The patient's status continues to decline. His GCS deteriorates further to 7 (E1V2M4), indicating a severe level of impaired consciousness. His blood pressure readings become more erratic, spiking to 150/95 mmHg and dropping to as low as 80/45 mmHg. His heart rate also remains elevated at 130 beats per minute. His breathing becomes more labored and rapid, with a respiratory rate of 32 breaths per minute and persistent oxygen saturation levels of 85-88% despite high-flow nasal cannula oxygen support. Furthermore, the patient starts to exhibit signs of respiratory distress, including increased use of accessory muscles and paradoxical chest movements, suggesting impending respiratory failure.
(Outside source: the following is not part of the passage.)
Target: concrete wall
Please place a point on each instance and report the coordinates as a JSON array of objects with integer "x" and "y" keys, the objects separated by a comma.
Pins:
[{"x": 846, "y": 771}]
Response to Interventions:

Despite ongoing aggressive treatment, the patient's metabolic acidosis does not improve. His arterial blood gas shows a pH of 7.08, bicarbonate level of 7 mEq/L, and an anion gap of 22 mEq/L. The blood glucose level remains persistently high at 600 mg/dL, and the serum potassium level continues to rise to 6.8 mEq/L after hemodialysis. This lack of significant improvement suggests that the current management strategy may not be sufficient, and more aggressive interventions might be necessary. Given the patient's deteriorating respiratory status, the healthcare team considers intubation and mechanical ventilation to prevent respiratory arrest. They also consider initiating continuous renal replacement therapy (CRRT) to more effectively manage his hyperkalemia and acidosis. These decisions necessitate a multidisciplinary discussion involving the critical care, nephrology, and neurology teams.

Section 5

New Complications:

As the healthcare team deliberates on the next course of action, the patient's clinical status further deteriorates. He becomes increasingly lethargic and difficult to rouse which raises concerns for cerebral edema, a rare but deadly complication of DKA. Additionally, the patient's urine output significantly decreases to less than 0.5 ml/kg/hr over the past six hours, indicating worsening acute kidney injury and possible progression to oliguric renal failure.

Response to Interventions:

Despite the neurology team's administration of hypertonic saline to manage potential cerebral edema, the patient's GCS further decreases to 5 (E1V1M3). A CT scan of the head is urgently performed, revealing signs of cerebral edema, confirming the team's suspicions. Concurrently, the nephrology team initiates CRRT due to the patient's worsening renal function, hyperkalemia, and acidosis. However, the patient's serum potassium levels remain at 6.9 mEq/L and bicarbonate levels at 6 mEq/L, indicating persistent metabolic acidosis and refractory hyperkalemia. The team begins to discuss the possibility of an underlying, undiagnosed condition contributing to the patient's deteriorating status and refractory response to treatments. The patient's deteriorating condition necessitates further investigation and a potential change in the treatment plan.